Even if the majority’s distinction (between public policies intended to protect employees and those intended to promote a governmental interest) were a viable one, according to the dissent, the majority misapplied it in the case. “[T[he public policy behind accurately reporting employee wages is meant to protect a substantial right of the employee—the right to receive his fair share of unemployment compensation—in the event of an employee's termination through no fault of his own.” (Emphasis in original.) “Employees, moreover, are often the only ones who know of and can report their employers' violations. But [i]f employees know they can be terminated with no recourse for reporting a potential violation or for cooperating with the Bureau of Unemployment Compensation to uncover a potential violation, it is highly unlikely that they will ever report or cooperate.
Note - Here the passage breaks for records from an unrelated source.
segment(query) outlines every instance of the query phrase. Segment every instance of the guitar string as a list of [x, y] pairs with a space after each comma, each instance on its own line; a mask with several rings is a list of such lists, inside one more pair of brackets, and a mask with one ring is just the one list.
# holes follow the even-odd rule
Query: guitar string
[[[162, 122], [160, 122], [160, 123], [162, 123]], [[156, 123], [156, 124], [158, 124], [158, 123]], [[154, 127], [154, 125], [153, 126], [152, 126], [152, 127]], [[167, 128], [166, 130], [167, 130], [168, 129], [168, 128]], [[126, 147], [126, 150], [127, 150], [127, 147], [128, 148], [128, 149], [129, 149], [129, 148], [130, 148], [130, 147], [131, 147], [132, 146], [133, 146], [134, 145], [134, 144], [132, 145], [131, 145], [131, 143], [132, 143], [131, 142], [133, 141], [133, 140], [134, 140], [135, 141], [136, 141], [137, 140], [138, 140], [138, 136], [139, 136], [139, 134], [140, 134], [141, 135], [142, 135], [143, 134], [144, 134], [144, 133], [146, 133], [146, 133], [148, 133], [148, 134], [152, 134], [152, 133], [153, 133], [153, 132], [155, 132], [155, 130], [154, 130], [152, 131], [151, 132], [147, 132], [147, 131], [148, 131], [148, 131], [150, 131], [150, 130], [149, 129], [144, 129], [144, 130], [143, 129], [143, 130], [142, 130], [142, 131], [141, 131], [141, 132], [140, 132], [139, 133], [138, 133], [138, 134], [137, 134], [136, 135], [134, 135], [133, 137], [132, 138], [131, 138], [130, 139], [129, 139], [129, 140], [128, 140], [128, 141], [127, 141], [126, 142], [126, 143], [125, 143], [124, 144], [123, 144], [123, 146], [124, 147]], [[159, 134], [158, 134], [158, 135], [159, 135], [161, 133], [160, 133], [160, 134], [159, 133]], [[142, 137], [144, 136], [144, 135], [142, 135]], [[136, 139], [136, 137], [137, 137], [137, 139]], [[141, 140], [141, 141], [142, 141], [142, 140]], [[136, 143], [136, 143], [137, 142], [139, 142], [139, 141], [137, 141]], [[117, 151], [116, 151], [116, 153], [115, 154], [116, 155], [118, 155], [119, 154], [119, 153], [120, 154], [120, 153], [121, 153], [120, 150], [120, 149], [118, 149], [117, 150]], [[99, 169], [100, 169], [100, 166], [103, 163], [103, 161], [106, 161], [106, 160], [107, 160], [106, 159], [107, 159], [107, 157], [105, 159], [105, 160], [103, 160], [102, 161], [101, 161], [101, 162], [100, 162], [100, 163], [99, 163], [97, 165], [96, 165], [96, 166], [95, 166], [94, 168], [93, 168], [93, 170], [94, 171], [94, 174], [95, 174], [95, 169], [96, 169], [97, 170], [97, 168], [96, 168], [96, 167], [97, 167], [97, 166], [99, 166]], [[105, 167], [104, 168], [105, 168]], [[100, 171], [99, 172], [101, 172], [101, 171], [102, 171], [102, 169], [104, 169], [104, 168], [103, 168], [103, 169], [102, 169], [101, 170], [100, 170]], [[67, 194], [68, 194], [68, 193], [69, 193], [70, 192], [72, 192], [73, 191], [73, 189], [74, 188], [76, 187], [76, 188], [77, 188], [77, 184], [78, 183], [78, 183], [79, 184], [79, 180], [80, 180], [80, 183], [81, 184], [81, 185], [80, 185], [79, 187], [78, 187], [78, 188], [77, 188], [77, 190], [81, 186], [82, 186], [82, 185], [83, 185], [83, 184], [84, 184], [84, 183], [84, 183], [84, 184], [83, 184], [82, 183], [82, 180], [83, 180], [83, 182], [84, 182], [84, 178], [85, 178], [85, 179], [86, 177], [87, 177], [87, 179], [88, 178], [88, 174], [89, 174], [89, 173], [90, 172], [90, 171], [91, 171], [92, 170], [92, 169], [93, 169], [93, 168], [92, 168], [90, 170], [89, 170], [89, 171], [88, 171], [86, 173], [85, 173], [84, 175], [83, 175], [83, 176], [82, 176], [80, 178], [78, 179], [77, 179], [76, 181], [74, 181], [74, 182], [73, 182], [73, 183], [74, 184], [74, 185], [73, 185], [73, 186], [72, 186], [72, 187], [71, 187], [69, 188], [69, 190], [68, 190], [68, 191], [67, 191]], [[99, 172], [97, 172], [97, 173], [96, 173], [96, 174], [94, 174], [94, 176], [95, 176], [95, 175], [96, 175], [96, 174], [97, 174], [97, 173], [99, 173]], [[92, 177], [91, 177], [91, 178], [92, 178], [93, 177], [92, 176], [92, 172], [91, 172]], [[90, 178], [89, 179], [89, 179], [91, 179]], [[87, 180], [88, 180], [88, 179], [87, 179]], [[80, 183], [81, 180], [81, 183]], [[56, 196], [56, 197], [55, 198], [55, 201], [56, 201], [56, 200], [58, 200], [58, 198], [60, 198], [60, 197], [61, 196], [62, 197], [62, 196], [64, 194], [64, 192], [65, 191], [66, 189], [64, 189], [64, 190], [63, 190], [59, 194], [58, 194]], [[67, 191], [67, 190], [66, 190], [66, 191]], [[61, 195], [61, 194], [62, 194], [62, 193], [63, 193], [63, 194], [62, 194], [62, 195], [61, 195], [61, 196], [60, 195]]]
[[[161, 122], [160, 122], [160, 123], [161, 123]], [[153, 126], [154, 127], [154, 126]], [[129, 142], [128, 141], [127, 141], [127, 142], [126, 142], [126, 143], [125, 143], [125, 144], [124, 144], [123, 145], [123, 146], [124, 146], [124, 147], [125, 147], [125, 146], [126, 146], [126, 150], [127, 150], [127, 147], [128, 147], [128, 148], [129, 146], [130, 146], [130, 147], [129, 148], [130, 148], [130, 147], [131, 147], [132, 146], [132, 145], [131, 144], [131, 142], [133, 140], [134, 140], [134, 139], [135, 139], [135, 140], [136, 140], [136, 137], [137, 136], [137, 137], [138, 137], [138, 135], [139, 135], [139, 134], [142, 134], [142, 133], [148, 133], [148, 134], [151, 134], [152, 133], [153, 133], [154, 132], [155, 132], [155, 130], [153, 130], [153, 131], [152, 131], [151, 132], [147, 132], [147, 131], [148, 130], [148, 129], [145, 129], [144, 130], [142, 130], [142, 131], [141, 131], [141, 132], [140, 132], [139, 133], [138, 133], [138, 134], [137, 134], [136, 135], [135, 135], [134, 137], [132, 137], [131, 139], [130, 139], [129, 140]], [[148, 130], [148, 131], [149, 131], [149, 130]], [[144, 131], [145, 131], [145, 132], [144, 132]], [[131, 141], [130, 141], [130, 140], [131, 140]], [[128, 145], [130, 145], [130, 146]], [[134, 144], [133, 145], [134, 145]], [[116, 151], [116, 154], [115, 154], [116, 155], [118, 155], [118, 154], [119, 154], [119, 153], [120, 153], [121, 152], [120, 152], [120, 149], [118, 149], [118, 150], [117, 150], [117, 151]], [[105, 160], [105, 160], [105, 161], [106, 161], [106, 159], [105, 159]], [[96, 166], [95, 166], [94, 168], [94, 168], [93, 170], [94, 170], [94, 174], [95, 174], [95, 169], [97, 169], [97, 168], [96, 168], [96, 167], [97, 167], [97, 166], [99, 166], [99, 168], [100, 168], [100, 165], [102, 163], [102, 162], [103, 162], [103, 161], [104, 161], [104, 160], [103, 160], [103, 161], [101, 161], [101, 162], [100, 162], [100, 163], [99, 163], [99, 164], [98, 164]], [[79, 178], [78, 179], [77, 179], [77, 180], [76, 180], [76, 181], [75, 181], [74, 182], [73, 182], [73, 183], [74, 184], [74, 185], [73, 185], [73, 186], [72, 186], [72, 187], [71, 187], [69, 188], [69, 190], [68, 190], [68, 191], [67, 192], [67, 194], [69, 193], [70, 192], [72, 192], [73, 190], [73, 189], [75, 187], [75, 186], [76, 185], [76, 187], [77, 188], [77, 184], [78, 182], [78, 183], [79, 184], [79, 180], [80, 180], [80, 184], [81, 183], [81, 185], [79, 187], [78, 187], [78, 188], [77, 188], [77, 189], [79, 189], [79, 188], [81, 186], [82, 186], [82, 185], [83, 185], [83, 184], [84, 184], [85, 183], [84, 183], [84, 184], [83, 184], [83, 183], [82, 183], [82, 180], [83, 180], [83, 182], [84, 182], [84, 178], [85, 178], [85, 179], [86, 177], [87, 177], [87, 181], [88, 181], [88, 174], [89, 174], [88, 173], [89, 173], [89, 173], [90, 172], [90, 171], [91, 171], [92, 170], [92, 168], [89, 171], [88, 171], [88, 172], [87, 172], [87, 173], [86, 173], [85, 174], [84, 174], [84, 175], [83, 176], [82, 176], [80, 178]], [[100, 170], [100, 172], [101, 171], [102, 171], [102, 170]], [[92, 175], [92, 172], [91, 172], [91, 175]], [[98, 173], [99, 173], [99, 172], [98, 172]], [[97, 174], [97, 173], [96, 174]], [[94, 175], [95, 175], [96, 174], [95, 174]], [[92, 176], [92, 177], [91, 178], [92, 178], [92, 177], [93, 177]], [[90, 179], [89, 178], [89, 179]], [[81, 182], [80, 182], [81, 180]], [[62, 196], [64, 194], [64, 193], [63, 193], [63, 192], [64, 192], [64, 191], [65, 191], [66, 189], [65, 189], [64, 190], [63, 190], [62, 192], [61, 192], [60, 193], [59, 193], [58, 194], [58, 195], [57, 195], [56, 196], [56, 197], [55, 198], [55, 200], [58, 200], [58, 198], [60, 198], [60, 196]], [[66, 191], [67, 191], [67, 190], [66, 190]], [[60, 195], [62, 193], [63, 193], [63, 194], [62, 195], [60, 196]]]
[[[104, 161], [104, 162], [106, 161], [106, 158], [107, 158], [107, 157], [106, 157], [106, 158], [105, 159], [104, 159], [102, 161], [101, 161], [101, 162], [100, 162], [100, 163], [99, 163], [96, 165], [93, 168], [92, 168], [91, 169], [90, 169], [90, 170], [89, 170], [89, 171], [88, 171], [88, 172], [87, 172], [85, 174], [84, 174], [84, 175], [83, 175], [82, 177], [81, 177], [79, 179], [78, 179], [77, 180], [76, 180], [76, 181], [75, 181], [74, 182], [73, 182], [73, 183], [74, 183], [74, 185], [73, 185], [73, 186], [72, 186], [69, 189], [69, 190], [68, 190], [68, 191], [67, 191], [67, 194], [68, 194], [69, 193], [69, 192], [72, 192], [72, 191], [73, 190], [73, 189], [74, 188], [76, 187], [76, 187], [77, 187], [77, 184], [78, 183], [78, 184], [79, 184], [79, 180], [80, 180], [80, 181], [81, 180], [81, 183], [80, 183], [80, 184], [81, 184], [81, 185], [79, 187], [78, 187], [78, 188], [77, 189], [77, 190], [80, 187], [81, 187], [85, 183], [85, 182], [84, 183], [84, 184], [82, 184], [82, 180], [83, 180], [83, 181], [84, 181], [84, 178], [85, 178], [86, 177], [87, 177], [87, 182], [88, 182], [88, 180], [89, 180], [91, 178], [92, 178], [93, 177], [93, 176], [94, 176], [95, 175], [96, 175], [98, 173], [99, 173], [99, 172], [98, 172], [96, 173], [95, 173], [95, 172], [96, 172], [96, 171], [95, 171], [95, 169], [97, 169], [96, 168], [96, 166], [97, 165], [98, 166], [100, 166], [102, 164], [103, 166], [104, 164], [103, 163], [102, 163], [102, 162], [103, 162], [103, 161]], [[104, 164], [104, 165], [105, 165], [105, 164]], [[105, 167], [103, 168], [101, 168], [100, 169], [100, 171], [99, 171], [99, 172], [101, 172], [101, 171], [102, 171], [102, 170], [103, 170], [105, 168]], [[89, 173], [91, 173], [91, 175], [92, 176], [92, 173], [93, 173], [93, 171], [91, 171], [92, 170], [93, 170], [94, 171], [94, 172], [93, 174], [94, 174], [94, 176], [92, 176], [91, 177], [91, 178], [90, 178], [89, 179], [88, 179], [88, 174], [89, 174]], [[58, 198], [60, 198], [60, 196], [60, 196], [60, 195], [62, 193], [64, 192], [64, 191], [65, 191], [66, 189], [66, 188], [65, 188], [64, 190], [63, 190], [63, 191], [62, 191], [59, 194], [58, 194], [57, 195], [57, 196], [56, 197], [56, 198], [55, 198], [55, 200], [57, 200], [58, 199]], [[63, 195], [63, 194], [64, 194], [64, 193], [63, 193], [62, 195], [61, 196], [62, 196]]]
In turn, employers are unlikely ever to be identified and subjected to the administrative remedies for their wrongdoing.” In this way "the majority opinion does more to encourage employer underreporting than the statutory remedy provisions could ever do to discourage it."
In light of House, lawyers contemplating bringing a claim for wrongful termination in violation of public policy are well-advised to scrutinize every possible source of public policy (whether the state or federal constitution, a statute, a regulation, or the common law) for signs that an individual employee remedy was intended or implied. Just as the House dissent was able to tease out of Chapter 4141 an intent—not apparent on the surface—to ensure that discharged workers receive their fair share of unemployment compensation, so practitioners may be able to discern, in other statutory schemes (or perhaps more likely in the common law), some “hidden” purpose to benefit employees.
(As the dissent shows, that benefit may or may not take the form of a remedy for wrongful discharge.) Failing that, lawyers could try to amplify some of the public-policy themes the dissent articulates, perhaps exposing consequences even more troublesome than those resulting from denial of a wrongful-termination-in-violation-of-public-policy claim in the unemployment-wage-reporting context.
The bottom line, though, is that the Supreme Court of Ohio majority just gutted what little protections for workers existed in Ohio against being fired even under the most outrageous of circumstances that most people would find fundamentally wrong and against the interests of all Ohioans.